The company provides homes and businesses with vital heating oils, as well as supplying diesel and petrol to local filling stations, commercial operators and agricultural industries. With the closure of the depot in early August, the island will be reliant on fuel being brought over by tanker on cross-Solent ferries. Any disruption to this cross-Solent travel, fare increases, or regulatory changes could have serious knock-on effects to those on the island.
Over 1.5million litres of fuel passes through the Kingston Road facility in East Cowes each week and the depot can store a total of 3million litres, providing a good level of resilience.
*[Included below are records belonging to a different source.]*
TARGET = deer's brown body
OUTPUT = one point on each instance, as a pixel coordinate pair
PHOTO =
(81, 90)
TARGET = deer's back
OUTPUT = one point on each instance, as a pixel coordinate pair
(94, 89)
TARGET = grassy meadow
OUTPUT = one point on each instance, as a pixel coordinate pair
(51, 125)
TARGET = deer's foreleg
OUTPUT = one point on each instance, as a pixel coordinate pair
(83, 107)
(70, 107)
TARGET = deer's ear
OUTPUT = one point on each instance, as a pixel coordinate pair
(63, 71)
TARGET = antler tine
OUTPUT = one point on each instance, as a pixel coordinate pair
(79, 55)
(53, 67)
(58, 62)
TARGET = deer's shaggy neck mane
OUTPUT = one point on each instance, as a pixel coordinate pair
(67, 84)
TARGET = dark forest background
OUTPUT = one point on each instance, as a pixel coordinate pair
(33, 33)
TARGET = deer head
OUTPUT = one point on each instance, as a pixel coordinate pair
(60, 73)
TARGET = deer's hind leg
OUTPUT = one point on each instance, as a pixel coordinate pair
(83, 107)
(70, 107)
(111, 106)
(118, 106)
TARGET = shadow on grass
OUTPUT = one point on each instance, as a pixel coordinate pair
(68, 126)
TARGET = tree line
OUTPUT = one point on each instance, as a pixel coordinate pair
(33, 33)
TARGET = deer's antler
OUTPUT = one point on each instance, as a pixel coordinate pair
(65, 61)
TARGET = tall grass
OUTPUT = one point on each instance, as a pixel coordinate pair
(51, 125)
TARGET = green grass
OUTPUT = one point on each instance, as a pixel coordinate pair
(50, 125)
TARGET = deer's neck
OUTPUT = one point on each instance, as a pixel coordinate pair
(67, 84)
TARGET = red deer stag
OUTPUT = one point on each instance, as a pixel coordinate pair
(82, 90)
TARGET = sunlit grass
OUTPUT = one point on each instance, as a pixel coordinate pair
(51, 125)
Once the depot closes – with the loss of around 15 jobs – the Island will be solely reliant on fuel being brought over by tanker on cross-Solent ferries, with no option to store a reserve.
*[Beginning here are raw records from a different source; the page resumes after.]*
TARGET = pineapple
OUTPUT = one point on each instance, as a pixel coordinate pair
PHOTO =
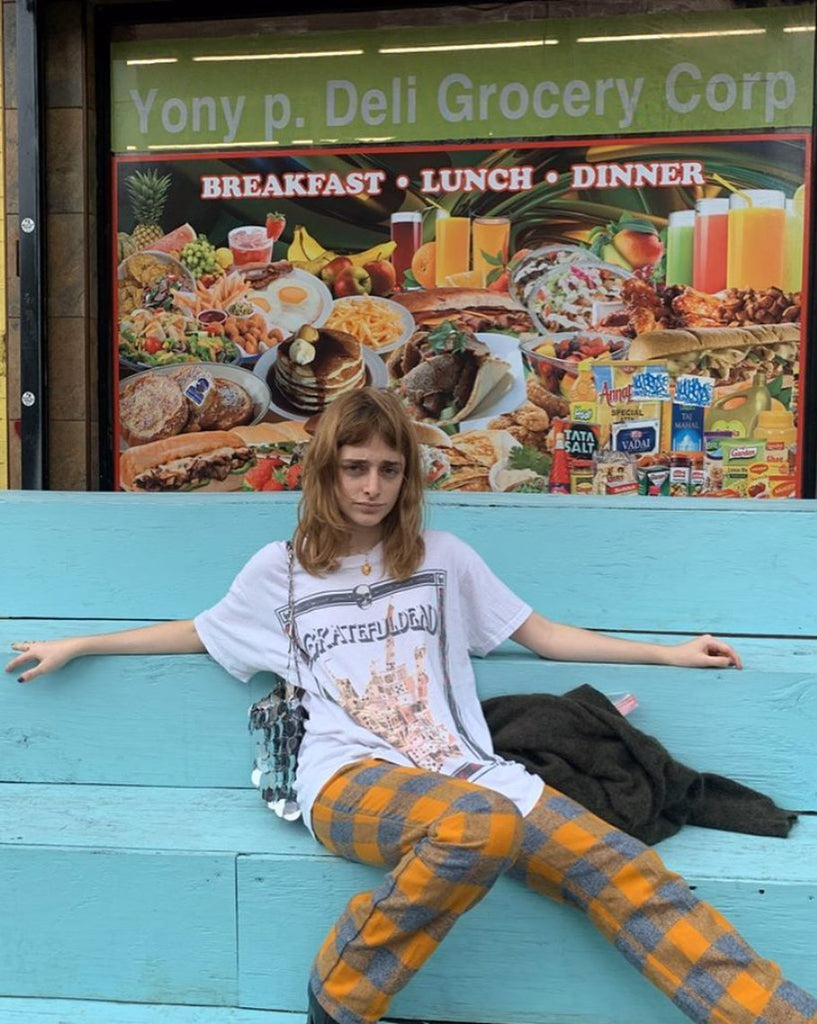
(147, 194)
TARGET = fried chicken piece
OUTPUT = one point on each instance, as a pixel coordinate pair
(528, 424)
(554, 404)
(642, 320)
(697, 308)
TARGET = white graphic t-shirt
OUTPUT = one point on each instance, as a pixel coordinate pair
(384, 663)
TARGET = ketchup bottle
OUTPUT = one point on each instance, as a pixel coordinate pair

The decision came after Motor Fuel Group, IOWF’s parent company, carried out staff consultations and a detailed examination of the trading options.
A statement from Motor Fuel Group reads;
“Following a detailed examination of the trading options of IOWF together with individual consultation with all members of staff, Motor Fuel Group announces that it is not viable for the business to continue to trade.
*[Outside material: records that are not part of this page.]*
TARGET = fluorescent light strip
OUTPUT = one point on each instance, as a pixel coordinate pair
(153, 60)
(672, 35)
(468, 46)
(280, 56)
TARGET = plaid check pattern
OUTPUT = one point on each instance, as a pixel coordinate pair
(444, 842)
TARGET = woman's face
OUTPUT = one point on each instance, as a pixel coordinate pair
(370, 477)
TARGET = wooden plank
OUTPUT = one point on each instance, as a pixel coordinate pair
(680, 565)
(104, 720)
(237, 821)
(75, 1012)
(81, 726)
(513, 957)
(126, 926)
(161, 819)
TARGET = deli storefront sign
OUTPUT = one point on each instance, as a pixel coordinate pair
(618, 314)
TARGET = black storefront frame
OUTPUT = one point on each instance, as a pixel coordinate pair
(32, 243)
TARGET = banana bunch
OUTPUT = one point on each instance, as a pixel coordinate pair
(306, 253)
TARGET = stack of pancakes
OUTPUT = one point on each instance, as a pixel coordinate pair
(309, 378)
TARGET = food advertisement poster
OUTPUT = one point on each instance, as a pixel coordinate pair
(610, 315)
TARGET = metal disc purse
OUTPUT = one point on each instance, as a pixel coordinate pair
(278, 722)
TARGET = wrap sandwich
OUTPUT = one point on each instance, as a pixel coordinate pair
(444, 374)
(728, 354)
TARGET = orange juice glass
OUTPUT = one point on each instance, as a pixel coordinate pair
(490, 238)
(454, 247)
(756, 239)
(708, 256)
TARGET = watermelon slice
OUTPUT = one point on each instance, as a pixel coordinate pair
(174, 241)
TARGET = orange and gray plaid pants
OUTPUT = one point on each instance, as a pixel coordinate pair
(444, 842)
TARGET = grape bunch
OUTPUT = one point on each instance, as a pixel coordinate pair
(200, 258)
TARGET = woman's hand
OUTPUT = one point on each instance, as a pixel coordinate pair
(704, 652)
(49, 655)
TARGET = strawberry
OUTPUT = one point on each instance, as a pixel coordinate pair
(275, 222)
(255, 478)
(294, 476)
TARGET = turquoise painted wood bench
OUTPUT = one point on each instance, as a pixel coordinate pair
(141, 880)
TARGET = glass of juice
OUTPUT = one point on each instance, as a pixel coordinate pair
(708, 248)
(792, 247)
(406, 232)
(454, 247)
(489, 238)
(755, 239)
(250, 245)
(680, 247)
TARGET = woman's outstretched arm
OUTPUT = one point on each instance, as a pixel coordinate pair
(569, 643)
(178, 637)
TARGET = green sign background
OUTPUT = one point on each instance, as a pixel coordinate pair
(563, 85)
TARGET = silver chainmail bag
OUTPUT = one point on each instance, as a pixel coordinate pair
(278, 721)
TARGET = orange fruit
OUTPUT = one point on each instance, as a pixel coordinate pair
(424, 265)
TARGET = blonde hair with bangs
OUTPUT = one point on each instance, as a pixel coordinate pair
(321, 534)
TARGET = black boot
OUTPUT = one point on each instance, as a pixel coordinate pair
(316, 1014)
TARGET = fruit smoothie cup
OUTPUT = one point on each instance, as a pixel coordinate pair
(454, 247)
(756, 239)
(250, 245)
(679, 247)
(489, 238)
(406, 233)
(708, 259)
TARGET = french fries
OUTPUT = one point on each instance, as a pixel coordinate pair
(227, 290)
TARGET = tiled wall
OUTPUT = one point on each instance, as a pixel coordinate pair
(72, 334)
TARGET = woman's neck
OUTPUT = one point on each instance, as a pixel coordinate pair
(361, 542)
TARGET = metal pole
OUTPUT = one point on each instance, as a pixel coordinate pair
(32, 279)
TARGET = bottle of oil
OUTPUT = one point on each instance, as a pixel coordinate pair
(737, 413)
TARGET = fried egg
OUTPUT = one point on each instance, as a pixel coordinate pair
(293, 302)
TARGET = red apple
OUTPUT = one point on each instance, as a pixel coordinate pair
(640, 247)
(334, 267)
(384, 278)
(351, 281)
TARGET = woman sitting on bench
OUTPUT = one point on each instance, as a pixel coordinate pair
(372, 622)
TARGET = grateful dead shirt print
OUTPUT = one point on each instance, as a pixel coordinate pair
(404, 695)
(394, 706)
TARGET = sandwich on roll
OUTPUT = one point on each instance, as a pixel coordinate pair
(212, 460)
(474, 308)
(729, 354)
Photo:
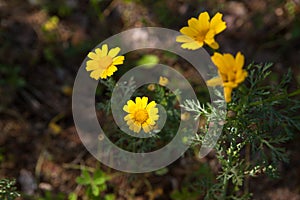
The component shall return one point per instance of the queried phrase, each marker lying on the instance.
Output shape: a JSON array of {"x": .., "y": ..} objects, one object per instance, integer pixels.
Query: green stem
[{"x": 282, "y": 96}]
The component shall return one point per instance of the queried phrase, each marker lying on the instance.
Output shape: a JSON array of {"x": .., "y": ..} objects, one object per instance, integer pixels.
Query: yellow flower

“Accordingly, and with regret, the IOWF business will close on Friday 7th August 2020.
“No fuel deliveries will be made, nor customer orders accepted, after this date.
“We would like to thank our customers for their loyal patronage and our staff for their professional and dedicated service.”
Ensuring continuity of supply
For the past 18 months, supermarkets on the Island have been sourcing their own supplies which are delivered by road tanker. However, the smaller and more rural filling stations are still supplied by Isle of Wight Fuels and Certas Energy – and Certas get their supply from the fuel depot in East Cowes too. If supplies were to run low at independent stations motorists may be forced to fill up at supermarkets, which could, in turn, see supplies depleted there quicker than normal.
A spokesperson for Certas Energy has said;
“We currently supply around a third of the fuel on the Isle of Wight across the various sectors. We are working closely with all of the relevant authorities and stakeholders to ensure continuity of supply for the whole island.”
Aside from the loss of jobs, the small businesses who provide services to IOWF will also feel a knock-on effect.
Karl Love, the Isle of Wight councillor for East Cowes shared his concerns, both in a commercial and domestic sense, over the closure;
“It is important to understand the supply chain and impact. It’s not a simple case of bringing other suppliers to our Island, because they will have to learn the delivery routes and routines of Island people in making that delivery.
“I would hope that someone might purchase the company and consider introducing the supply of fuels by ships rather than carrying it in small tankers across the Solent on passenger ferries.
“We should not forget the loss of these jobs and its impacts on families. It is a skilled job requiring lots of safety training in order to handle inflammable fuels.”